Friday, February 20, 2026

Blink Of An Eye Thoughts

My work comes from noticing people and how we move through the world together, or sometimes alongside each other. Friendships have always fascinated me, even though I tend to keep a small circle and many loose connections through my life in the arts. Early loss shaped how I relate to closeness and taught me to value honesty, boundaries, and saying things plainly.

I am still very much a kid at heart, drawn to people who are open, generous, and curious, without agendas that divide. Living a full time life focused on art and food gives me space to breathe, stay grounded, and feel less alone while working on what matters. My practice reflects that rhythm of growth, presence, and showing up as yourself.
When I think about the time I have left on Earth, I hope to be remembered as someone who contributed to my communities, helping native youth trust their instincts and become good stewards in their own lives. In the cosmos, time is irrelevant, and here on Earth it passes in the blink of an eye. I try to get as much done as possible and take care along the way.

🌎

Friday, January 16, 2026

Cookbook Thoughts


 Happy New Year Instagram Peeps! It’s been awhile. Been off the grid working on something meaningful and the reason…


I want to share something I have been quietly developing for some time now.
I am working on my cookbook, and it is not a traditional one. My cookbook is rooted in storytelling, truth in history, and the belief that food carries more than flavor. It carries memory, responsibility, and the stories we often do not make space for.

The idea for my cookbook grew out of my desire to create a culinary residency for Native youth. I kept imagining a kitchen where young people could explore who they are, where they come from, and what kind of future they want to build through food. While that residency is still a vision in progress, it shaped everything about this book.

My cookbook is organized into three chapters, each one holding ten dishes.

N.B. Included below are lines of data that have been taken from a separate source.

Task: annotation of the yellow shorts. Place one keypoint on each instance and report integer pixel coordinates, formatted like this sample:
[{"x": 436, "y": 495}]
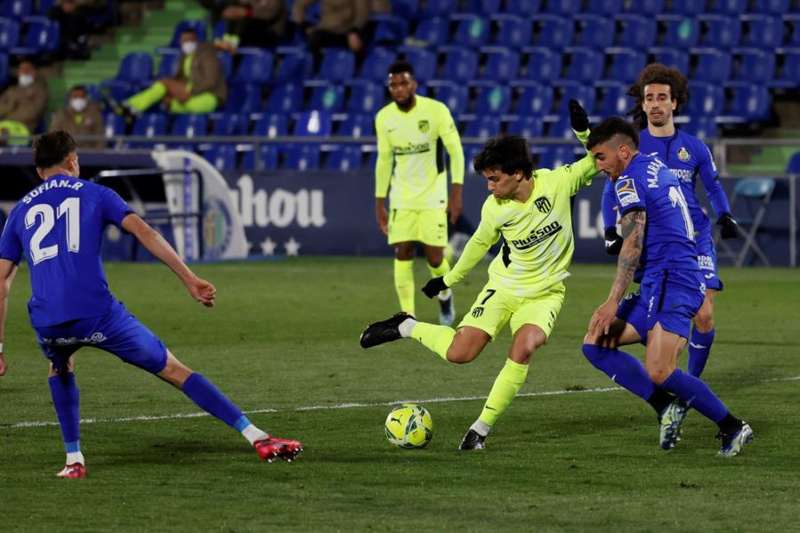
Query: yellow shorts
[
  {"x": 428, "y": 226},
  {"x": 494, "y": 308}
]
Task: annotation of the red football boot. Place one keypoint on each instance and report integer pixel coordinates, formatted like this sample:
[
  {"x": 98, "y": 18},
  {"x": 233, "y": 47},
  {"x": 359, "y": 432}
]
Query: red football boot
[
  {"x": 272, "y": 448},
  {"x": 73, "y": 471}
]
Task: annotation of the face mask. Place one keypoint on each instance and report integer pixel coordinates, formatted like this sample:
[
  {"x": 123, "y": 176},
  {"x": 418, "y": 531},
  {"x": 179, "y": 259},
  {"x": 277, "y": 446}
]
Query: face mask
[
  {"x": 78, "y": 104},
  {"x": 188, "y": 47}
]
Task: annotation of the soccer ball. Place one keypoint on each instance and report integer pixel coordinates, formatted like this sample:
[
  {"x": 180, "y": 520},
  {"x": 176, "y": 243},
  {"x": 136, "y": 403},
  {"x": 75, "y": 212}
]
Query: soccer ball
[{"x": 409, "y": 426}]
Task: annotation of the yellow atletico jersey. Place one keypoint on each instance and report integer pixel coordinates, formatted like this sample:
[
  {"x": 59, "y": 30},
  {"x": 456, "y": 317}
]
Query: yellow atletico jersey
[
  {"x": 409, "y": 157},
  {"x": 538, "y": 233}
]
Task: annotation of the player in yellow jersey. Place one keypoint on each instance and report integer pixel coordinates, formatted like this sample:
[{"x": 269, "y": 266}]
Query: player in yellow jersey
[
  {"x": 411, "y": 131},
  {"x": 531, "y": 211}
]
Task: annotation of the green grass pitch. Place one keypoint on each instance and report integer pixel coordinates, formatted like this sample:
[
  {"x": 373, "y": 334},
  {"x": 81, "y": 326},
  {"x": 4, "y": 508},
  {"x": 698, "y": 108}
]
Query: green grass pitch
[{"x": 283, "y": 343}]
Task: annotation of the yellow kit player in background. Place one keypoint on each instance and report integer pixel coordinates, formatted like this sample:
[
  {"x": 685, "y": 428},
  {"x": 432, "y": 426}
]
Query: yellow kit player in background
[
  {"x": 411, "y": 131},
  {"x": 531, "y": 211}
]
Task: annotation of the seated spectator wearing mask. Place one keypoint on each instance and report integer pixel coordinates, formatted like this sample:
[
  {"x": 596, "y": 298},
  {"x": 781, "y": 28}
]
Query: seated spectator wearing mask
[
  {"x": 23, "y": 105},
  {"x": 80, "y": 117}
]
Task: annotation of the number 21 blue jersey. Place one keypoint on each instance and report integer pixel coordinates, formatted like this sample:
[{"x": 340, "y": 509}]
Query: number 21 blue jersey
[{"x": 58, "y": 227}]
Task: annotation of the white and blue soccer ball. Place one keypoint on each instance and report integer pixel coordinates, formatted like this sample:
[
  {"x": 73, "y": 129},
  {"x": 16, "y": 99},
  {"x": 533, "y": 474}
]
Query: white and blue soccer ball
[{"x": 409, "y": 426}]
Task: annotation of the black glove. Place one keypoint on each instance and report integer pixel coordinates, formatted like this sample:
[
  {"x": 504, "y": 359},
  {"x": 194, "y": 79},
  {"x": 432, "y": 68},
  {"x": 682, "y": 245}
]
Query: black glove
[
  {"x": 434, "y": 287},
  {"x": 613, "y": 241},
  {"x": 578, "y": 118},
  {"x": 729, "y": 228}
]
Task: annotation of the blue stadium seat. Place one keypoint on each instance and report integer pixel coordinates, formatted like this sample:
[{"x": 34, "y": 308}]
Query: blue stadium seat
[
  {"x": 678, "y": 31},
  {"x": 9, "y": 33},
  {"x": 270, "y": 125},
  {"x": 366, "y": 97},
  {"x": 376, "y": 65},
  {"x": 493, "y": 100},
  {"x": 512, "y": 31},
  {"x": 357, "y": 125},
  {"x": 711, "y": 65},
  {"x": 566, "y": 8},
  {"x": 705, "y": 99},
  {"x": 747, "y": 100},
  {"x": 501, "y": 64},
  {"x": 460, "y": 64},
  {"x": 635, "y": 31},
  {"x": 313, "y": 123},
  {"x": 337, "y": 64},
  {"x": 433, "y": 31},
  {"x": 483, "y": 127},
  {"x": 534, "y": 99},
  {"x": 584, "y": 64},
  {"x": 301, "y": 156},
  {"x": 761, "y": 31},
  {"x": 566, "y": 90},
  {"x": 423, "y": 61},
  {"x": 328, "y": 97},
  {"x": 453, "y": 95},
  {"x": 255, "y": 66},
  {"x": 552, "y": 31},
  {"x": 670, "y": 57},
  {"x": 471, "y": 30},
  {"x": 614, "y": 99},
  {"x": 285, "y": 98},
  {"x": 719, "y": 31},
  {"x": 542, "y": 64},
  {"x": 593, "y": 31},
  {"x": 624, "y": 64},
  {"x": 528, "y": 126},
  {"x": 243, "y": 98},
  {"x": 343, "y": 157},
  {"x": 199, "y": 26},
  {"x": 136, "y": 68},
  {"x": 754, "y": 65}
]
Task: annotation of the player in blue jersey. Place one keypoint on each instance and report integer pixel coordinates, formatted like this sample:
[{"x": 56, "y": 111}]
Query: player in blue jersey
[
  {"x": 57, "y": 228},
  {"x": 658, "y": 250},
  {"x": 659, "y": 92}
]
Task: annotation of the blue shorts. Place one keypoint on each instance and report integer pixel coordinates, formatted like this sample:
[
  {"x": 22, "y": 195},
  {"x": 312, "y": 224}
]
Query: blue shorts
[
  {"x": 707, "y": 261},
  {"x": 668, "y": 297},
  {"x": 117, "y": 332}
]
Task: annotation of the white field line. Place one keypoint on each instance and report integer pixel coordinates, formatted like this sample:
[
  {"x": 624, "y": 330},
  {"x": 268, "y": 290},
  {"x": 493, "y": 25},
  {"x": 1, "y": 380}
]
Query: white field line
[{"x": 348, "y": 405}]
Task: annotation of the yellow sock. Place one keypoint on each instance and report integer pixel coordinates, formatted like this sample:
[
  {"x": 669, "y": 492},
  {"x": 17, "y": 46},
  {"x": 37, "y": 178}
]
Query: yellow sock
[
  {"x": 404, "y": 284},
  {"x": 435, "y": 338},
  {"x": 506, "y": 385}
]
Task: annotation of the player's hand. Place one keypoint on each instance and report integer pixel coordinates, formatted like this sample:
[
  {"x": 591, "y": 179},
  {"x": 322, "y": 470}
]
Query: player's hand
[
  {"x": 578, "y": 118},
  {"x": 613, "y": 241},
  {"x": 434, "y": 287},
  {"x": 729, "y": 228},
  {"x": 202, "y": 291},
  {"x": 600, "y": 324}
]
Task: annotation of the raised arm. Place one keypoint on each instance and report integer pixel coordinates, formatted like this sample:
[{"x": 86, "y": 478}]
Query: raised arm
[{"x": 200, "y": 289}]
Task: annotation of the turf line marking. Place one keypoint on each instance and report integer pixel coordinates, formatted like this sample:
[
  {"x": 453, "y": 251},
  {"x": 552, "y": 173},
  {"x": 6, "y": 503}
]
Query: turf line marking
[{"x": 348, "y": 405}]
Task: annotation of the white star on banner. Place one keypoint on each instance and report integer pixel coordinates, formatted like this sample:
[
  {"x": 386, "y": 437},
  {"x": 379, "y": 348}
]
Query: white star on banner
[
  {"x": 268, "y": 246},
  {"x": 292, "y": 246}
]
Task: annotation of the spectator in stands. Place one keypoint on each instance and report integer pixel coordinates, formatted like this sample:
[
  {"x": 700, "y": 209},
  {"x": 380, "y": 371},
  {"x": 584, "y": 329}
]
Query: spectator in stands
[
  {"x": 198, "y": 86},
  {"x": 258, "y": 23},
  {"x": 80, "y": 117},
  {"x": 342, "y": 24},
  {"x": 22, "y": 106}
]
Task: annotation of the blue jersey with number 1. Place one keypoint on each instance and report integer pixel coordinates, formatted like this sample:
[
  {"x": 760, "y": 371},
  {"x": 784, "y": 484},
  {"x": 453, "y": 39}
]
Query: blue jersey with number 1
[
  {"x": 58, "y": 227},
  {"x": 649, "y": 185}
]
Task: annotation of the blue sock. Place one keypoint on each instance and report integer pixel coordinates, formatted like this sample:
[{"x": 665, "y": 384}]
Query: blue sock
[
  {"x": 623, "y": 368},
  {"x": 66, "y": 400},
  {"x": 695, "y": 393},
  {"x": 210, "y": 399},
  {"x": 699, "y": 348}
]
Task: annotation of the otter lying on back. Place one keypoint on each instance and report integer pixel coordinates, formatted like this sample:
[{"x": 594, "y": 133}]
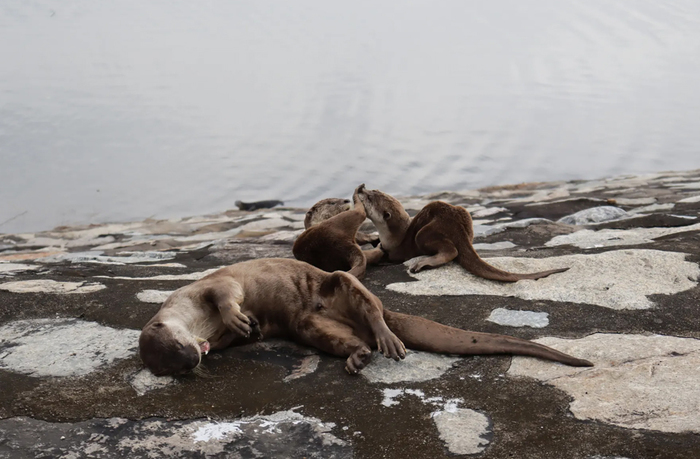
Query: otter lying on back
[
  {"x": 290, "y": 299},
  {"x": 440, "y": 230}
]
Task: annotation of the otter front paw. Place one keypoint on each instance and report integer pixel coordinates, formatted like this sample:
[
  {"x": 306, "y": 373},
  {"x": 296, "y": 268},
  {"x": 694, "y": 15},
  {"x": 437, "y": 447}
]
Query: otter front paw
[
  {"x": 236, "y": 321},
  {"x": 358, "y": 360},
  {"x": 416, "y": 264},
  {"x": 391, "y": 346}
]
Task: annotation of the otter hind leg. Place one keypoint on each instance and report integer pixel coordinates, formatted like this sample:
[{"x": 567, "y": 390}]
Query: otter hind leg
[
  {"x": 339, "y": 340},
  {"x": 357, "y": 261},
  {"x": 227, "y": 298},
  {"x": 431, "y": 242}
]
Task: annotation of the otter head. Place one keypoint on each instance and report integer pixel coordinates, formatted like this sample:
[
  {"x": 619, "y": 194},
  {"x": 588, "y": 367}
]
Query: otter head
[
  {"x": 325, "y": 209},
  {"x": 387, "y": 214},
  {"x": 168, "y": 348}
]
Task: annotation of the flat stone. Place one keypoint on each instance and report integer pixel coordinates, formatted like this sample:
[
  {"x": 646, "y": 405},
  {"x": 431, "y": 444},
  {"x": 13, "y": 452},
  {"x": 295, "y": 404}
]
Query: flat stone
[
  {"x": 638, "y": 382},
  {"x": 12, "y": 268},
  {"x": 511, "y": 318},
  {"x": 144, "y": 381},
  {"x": 62, "y": 347},
  {"x": 464, "y": 431},
  {"x": 485, "y": 212},
  {"x": 609, "y": 279},
  {"x": 594, "y": 215},
  {"x": 417, "y": 366},
  {"x": 635, "y": 201},
  {"x": 97, "y": 257},
  {"x": 502, "y": 245},
  {"x": 653, "y": 208},
  {"x": 188, "y": 276},
  {"x": 266, "y": 224},
  {"x": 691, "y": 199},
  {"x": 51, "y": 286},
  {"x": 281, "y": 434},
  {"x": 154, "y": 296},
  {"x": 308, "y": 365},
  {"x": 587, "y": 239}
]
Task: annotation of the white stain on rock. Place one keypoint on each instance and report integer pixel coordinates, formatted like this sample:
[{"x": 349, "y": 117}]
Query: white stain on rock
[
  {"x": 511, "y": 318},
  {"x": 281, "y": 434},
  {"x": 609, "y": 279},
  {"x": 144, "y": 381},
  {"x": 13, "y": 268},
  {"x": 464, "y": 431},
  {"x": 97, "y": 257},
  {"x": 154, "y": 296},
  {"x": 587, "y": 239},
  {"x": 594, "y": 215},
  {"x": 62, "y": 347},
  {"x": 188, "y": 276},
  {"x": 638, "y": 382},
  {"x": 691, "y": 199},
  {"x": 652, "y": 208},
  {"x": 417, "y": 366},
  {"x": 51, "y": 286}
]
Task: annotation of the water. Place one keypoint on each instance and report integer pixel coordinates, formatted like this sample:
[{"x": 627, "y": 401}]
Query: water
[{"x": 124, "y": 110}]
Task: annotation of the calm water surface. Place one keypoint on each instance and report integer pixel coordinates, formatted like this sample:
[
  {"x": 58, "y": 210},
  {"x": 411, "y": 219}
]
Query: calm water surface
[{"x": 124, "y": 110}]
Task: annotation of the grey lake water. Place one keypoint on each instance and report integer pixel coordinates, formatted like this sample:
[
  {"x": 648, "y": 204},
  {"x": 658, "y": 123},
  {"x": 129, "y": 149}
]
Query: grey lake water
[{"x": 113, "y": 111}]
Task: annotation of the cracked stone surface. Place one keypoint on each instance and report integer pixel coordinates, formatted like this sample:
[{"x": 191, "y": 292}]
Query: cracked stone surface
[
  {"x": 639, "y": 382},
  {"x": 62, "y": 347},
  {"x": 586, "y": 239},
  {"x": 417, "y": 366},
  {"x": 510, "y": 318},
  {"x": 81, "y": 378},
  {"x": 608, "y": 279},
  {"x": 594, "y": 215},
  {"x": 281, "y": 434}
]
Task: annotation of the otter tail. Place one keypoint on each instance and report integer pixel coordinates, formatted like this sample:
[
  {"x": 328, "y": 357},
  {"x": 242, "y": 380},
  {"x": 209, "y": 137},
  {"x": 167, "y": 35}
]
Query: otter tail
[
  {"x": 425, "y": 335},
  {"x": 472, "y": 262}
]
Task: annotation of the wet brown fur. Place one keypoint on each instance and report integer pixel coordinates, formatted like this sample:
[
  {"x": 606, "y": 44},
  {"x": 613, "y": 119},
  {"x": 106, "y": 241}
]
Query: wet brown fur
[
  {"x": 442, "y": 231},
  {"x": 331, "y": 241},
  {"x": 290, "y": 299}
]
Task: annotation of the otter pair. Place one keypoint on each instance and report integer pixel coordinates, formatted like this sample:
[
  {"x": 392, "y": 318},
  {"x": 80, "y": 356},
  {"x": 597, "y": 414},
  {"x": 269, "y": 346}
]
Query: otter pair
[{"x": 441, "y": 231}]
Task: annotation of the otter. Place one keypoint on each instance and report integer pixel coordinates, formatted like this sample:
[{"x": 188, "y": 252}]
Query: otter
[
  {"x": 440, "y": 230},
  {"x": 284, "y": 298},
  {"x": 331, "y": 240}
]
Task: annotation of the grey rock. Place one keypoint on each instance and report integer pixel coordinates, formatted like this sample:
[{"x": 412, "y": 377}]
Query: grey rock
[
  {"x": 638, "y": 382},
  {"x": 281, "y": 434},
  {"x": 62, "y": 347},
  {"x": 417, "y": 366},
  {"x": 594, "y": 215},
  {"x": 510, "y": 318}
]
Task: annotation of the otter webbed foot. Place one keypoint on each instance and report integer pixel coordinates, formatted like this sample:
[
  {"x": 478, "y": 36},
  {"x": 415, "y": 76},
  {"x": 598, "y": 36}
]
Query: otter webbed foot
[
  {"x": 358, "y": 360},
  {"x": 391, "y": 346}
]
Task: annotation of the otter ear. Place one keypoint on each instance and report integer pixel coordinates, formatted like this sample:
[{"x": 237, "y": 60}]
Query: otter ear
[{"x": 332, "y": 283}]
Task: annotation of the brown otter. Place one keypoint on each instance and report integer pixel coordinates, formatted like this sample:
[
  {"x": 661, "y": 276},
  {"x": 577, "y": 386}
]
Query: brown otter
[
  {"x": 331, "y": 240},
  {"x": 440, "y": 230},
  {"x": 290, "y": 299}
]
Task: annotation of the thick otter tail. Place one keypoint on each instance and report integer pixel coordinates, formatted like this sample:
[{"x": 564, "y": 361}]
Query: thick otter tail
[
  {"x": 472, "y": 262},
  {"x": 425, "y": 335}
]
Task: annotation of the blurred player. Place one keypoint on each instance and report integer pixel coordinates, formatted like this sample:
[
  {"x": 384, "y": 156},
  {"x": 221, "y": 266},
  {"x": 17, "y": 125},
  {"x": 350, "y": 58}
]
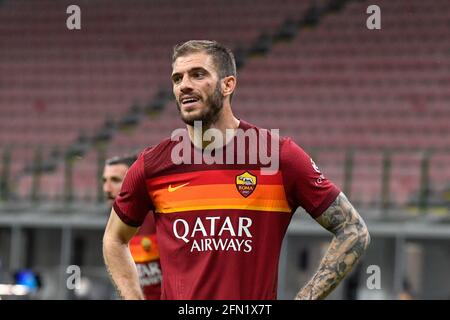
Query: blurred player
[
  {"x": 143, "y": 246},
  {"x": 220, "y": 225}
]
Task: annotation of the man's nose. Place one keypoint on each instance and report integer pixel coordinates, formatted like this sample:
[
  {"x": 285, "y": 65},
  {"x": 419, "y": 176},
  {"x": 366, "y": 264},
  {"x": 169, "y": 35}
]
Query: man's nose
[{"x": 186, "y": 85}]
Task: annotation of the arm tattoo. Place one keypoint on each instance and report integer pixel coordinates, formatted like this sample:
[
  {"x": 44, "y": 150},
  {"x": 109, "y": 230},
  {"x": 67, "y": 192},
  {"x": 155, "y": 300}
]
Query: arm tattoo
[{"x": 351, "y": 239}]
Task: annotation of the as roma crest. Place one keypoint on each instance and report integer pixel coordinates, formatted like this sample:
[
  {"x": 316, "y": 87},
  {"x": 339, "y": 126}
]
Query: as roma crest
[{"x": 246, "y": 183}]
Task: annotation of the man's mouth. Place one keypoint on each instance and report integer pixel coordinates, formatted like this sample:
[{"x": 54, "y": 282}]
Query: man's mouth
[{"x": 189, "y": 101}]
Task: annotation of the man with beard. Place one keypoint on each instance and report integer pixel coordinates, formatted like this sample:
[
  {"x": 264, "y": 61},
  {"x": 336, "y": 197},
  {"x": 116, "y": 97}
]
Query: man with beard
[
  {"x": 143, "y": 246},
  {"x": 220, "y": 226}
]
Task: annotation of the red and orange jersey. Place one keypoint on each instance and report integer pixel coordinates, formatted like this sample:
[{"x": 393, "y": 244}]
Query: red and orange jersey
[
  {"x": 220, "y": 226},
  {"x": 145, "y": 251}
]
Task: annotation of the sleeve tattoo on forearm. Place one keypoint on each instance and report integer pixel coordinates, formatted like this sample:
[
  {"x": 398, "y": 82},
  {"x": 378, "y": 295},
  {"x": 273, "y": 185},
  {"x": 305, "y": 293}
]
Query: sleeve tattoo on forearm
[{"x": 351, "y": 238}]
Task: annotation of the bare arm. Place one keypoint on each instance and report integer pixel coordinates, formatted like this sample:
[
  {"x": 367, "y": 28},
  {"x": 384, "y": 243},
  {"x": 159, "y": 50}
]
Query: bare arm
[
  {"x": 118, "y": 259},
  {"x": 351, "y": 239}
]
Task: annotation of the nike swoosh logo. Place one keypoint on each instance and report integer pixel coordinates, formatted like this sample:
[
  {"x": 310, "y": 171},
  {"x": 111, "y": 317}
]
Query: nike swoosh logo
[{"x": 172, "y": 189}]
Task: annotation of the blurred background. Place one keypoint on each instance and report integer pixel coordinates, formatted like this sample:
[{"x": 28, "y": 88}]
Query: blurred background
[{"x": 372, "y": 107}]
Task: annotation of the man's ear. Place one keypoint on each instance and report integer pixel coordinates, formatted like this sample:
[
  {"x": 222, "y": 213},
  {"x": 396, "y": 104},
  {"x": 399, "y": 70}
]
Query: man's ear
[{"x": 228, "y": 85}]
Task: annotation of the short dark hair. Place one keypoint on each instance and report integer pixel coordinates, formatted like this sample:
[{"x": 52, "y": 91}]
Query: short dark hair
[
  {"x": 127, "y": 160},
  {"x": 223, "y": 58}
]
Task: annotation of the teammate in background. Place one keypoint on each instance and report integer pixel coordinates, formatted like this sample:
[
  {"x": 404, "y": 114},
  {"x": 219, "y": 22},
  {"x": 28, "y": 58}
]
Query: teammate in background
[
  {"x": 143, "y": 246},
  {"x": 220, "y": 225}
]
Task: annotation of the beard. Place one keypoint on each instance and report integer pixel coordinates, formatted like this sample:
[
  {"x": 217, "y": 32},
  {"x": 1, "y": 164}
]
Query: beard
[{"x": 210, "y": 114}]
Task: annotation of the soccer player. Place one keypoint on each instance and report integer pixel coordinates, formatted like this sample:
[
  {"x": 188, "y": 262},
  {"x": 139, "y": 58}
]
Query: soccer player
[
  {"x": 220, "y": 224},
  {"x": 143, "y": 246}
]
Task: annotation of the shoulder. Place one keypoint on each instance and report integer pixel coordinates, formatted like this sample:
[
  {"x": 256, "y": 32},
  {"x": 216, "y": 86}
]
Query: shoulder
[{"x": 156, "y": 158}]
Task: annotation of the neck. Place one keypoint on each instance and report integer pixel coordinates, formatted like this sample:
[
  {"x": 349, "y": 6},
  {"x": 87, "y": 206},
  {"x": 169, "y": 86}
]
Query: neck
[{"x": 225, "y": 121}]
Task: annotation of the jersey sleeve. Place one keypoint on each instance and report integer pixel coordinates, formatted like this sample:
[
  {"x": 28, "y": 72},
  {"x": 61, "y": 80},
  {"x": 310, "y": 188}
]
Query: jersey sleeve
[
  {"x": 305, "y": 185},
  {"x": 133, "y": 201}
]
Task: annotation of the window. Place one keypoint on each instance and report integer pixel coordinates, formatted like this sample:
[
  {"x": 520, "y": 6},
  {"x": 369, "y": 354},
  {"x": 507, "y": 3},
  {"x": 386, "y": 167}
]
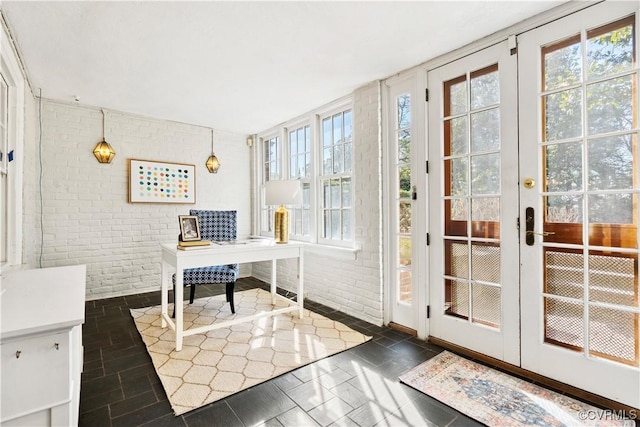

The first chapter, “Human Conflict”, looks directly at the realities of our past and present. These dishes speak to American Indian Wars, Missing and Murdered Indigenous Women and Girls, environmental destruction, white supremacy, and the erasure of Indigenous lives and histories. This part of the book is not meant to be comfortable. It is meant to be honest.

The second chapter, “Human Rights and Reconciliation”, moves toward healing and shared responsibility. These dishes explore what it means to exchange knowledge, respect boundaries, and practice restoration with one another and with the land.

The final chapter, “A Childrens Guide For a Better Future”, ends the book on a hopeful note. These dishes are playful, lighter in spirit, and rooted in imagination. They are meant to honor children and youth as carriers of what comes next, and to remind us why remembering history matters so we do not repeat harm.

My cookbook is about food, but it is also about listening. It is about slowing down and paying attention to what we carry and what we pass on. Every dish is meant to offer depth of flavor and truth on a plate.
I am sharing this now because this project matters deeply to me. It is still unfolding, and I am grateful to bring people into the process as it grows.

Food is how I tell stories. This is one of them.